Nel bel mezzo della crisi, tra i parlamentari grillini, inizia a trapelare il dubbio che Giuseppe Conte non sia più intoccabile. Anzi...

La tentazione che serpeggia tra i 5S: "Conte non è più insostituibile"

La soluzione della crisi di governo resta ancora un'incognita, ma qualsiasi essa sia lacererà ancor di più il M5S. Tra i parlamentari grillini inizia a trapelare il dubbio che Giuseppe Conte non sia più insostituibile.

Proprio oggi i pentastellati si sono sentiti in dovere di rinnovare la fiducia nei loro ministri ed esponenti di governo: "Non vi è alcun bisogno di alzare barricate a loro difesa perché, contrariamente a quanto affermato da alcuni media, nessuno è sacrificabile sull'altare di presunti interessi che nulla hanno a che fare con i bisogni dei cittadini italiani”, si legge in un post pubblicato su Facebook. E ancora: “Tutti sono invece chiamati a impegnarsi con questo governo e il presidente Conte per dare al Paese le risposte necessarie". Un chiarimento apparentemente inutile, dal momento che i grillini, nell'assemblea tenutasi lunedì, avevano confermato il loro appoggio al premier, ma già in quell'occasione erano arrivati i distinguo. La deputata Federica Dieni, segretaria e capogruppo M5S al Copasir, aveva dichiarato:“Se l'unico ostacolo per uscire dalla crisi è il presidente del Consiglio si può pensare di rimuoverlo” e, poi, aveva aggiunto:"Dobbiamo portare a casa il Recovery Plan con estrema urgenza e se Renzi è ossessionato dai nomi tanto da far cadere il governo, come extrema ratio si potrebbe pensare di fornire a Italia viva un altro nome del Movimento 5 Stelle come premier". Un concetto ribadito anche in un'intervista rilasciata al quotidiano Il Dubbio, dal titolo “Neanche Conte è intoccabile”. Anche altri parlamentari come Cosimo Adelizzi si sarebbe detto contrario a legare il destino della legislatura al nome di Conte, mentre la senatrice Laura Granato, intervistata dall'Adnkronos, ha dichiarato (salvo poi pubblicare su Twitter una smentita d'ufficio) che“Conte va sostenuto se alle spalle c'è un'agenda condivisa” e che sostenerlo incondizionatamente sarebbe un errore.

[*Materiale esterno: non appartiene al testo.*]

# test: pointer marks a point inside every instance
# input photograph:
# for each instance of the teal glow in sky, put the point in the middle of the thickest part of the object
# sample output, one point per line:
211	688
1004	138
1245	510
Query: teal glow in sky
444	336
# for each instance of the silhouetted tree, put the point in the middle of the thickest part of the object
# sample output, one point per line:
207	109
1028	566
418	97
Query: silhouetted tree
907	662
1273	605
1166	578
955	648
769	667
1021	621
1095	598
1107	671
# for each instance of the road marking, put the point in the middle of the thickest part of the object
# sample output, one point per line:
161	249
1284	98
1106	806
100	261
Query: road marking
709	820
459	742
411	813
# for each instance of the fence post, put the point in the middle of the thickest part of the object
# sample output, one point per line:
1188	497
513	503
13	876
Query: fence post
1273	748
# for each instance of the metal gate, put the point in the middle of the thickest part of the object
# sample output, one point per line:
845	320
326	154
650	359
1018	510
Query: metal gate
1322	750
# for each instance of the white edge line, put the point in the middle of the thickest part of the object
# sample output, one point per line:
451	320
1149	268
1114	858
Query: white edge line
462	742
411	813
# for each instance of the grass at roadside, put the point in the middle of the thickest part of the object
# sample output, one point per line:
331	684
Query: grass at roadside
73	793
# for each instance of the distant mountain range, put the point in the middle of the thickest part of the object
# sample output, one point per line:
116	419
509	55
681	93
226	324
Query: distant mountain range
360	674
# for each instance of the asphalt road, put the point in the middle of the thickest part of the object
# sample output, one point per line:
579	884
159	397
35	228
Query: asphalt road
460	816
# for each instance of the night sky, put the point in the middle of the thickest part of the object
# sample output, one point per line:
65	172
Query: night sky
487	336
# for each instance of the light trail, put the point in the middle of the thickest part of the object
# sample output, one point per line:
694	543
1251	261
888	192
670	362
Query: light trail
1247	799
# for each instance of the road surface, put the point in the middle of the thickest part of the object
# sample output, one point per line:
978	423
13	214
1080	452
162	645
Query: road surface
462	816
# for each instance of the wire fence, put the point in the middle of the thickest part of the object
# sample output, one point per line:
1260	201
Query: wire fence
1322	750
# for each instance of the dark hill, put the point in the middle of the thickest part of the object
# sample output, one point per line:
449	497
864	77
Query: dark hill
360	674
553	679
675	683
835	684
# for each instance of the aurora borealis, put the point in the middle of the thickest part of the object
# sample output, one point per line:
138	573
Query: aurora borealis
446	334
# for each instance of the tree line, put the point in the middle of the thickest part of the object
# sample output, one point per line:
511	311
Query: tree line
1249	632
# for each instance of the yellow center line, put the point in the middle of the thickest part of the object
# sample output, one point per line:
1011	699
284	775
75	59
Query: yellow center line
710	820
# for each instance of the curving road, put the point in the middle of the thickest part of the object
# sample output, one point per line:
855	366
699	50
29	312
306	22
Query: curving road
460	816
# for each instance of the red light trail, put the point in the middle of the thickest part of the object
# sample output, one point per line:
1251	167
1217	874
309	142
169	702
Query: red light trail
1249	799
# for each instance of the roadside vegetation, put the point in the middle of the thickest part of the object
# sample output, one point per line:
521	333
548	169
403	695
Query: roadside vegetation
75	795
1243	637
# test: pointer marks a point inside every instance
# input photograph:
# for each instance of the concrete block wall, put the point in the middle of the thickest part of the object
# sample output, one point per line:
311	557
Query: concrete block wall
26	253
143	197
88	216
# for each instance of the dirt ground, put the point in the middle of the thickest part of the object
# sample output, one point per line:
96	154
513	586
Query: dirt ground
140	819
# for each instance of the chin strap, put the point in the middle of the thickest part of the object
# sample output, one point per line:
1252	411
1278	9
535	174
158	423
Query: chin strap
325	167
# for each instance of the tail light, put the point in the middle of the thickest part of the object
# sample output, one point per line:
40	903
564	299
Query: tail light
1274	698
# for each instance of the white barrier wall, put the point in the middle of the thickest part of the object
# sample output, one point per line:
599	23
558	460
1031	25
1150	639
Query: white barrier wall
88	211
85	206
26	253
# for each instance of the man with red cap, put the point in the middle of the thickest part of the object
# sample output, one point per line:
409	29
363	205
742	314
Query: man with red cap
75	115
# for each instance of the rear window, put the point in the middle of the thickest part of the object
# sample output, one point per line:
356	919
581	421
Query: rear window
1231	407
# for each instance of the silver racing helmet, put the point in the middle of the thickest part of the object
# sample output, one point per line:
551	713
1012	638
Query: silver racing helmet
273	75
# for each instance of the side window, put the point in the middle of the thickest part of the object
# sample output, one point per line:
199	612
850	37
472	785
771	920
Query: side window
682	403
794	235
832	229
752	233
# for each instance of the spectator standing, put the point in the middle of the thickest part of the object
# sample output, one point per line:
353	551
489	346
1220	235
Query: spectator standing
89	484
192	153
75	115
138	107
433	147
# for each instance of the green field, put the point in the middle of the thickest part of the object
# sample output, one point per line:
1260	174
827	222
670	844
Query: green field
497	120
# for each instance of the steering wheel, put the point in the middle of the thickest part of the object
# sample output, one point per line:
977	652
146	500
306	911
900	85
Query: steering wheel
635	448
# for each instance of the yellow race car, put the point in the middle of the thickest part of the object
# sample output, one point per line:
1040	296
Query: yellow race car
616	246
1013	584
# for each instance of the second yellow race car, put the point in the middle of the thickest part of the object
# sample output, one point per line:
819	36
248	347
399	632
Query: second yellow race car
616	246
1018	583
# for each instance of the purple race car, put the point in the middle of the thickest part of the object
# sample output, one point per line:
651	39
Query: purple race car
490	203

Insomma, dentro il M5S, i malumori crescono, man mano che il consenso per Conte diminuisce. Un sondaggio del 30 dicembre scorso effettuato da Emg per la Rai attribuisce un misero 37% di fiducia al premier, dietro a Giorgia Meloni, prima col 40%. Di fronte a questi numeri e all'eventualità che il M5S possa finire all'opposizione o che vi sia un ritorno alle urne è chiaro che Conte diventa sacrificabile. Ad oggi, stando agli umori raccolti da ilGiornale.it, l'appoggio verso il premier appare incondizionato “ma un domani non si sa”, ci dice un esponente di punta del Movimento. Sullo sfondo c'è sempre la figura di Luigi Di Maio che, al momento, incarna l'anima governista del M5S e lavora da pontiere, senza dar l'idea di voler andare a Palazzo Chigi, ma ovviamente ben pochi grillini si opporrebbero se fosse lui il successore di Conte. Poi c'è Alessandro Di Battista che non è mai stato un fervente sostenitore del governo col Pd, ma ora pare aver assunto una posizione più moderata. “Sono responsabile di quel che dico - che, tra l'altro coincide sempre con quel che penso - non lo sono delle elucubrazioni di alcuni giornalisti che prima di attribuirmi pensieri ed opinioni dovrebbero, quantomeno, avere la decenza di parlare con me”, ha chiarito 'Dibba' pochi giorni fa parlando con l’Adnkronos e smentendo le ricostruzioni che lo vedrebbero favorevole al ritorno alle urne e a una deroga alla regola grillina dei due mandati in caso di voto anticipato. La sensazione è che il gruppo pentastellato di Palazzo Madama non sia più monolitico e che assomigli sempre più a una scheggia impazzita. È lì che la maggioranza ha i numeri più risicati e i 4-5 senatori vicini alle posizioni di Di Battista sono decisivi per le sorti dell'esecutivo.

La partita si gioca attorno ai 209 miliardari del Recovery Fund che nessuno vuole perdere. La maggioranza e lo stesso Matteo Renzi, ci spiegano i ben informati, si sono incartati, anche se la soluzione era a portata di mano. In estate era tutto pronto per il rimpasto e si conoscevano anche i nomi dei ministri che avrebbero dovuto lasciare i propri dicasteri (Catalfo, Lamorgese e De Micheli) e persino quelli dei loro sostituti (Orlando, Del Rio e Boschi), ma poi non se n'è fatto più nulla.

Conte ha difeso i suoi ministri dicendo che erano i migliori al mondo e, ora, teme di andare al Colle a rassegnare le dimissioni perché ha paura che Renzi ponga il veto sul suo nome. E, se lo facesse, al di là delle smentite ufficiali, non troverebbe più un M5S pronto a immolarsi per difendere 'l'avvocato del popolo'.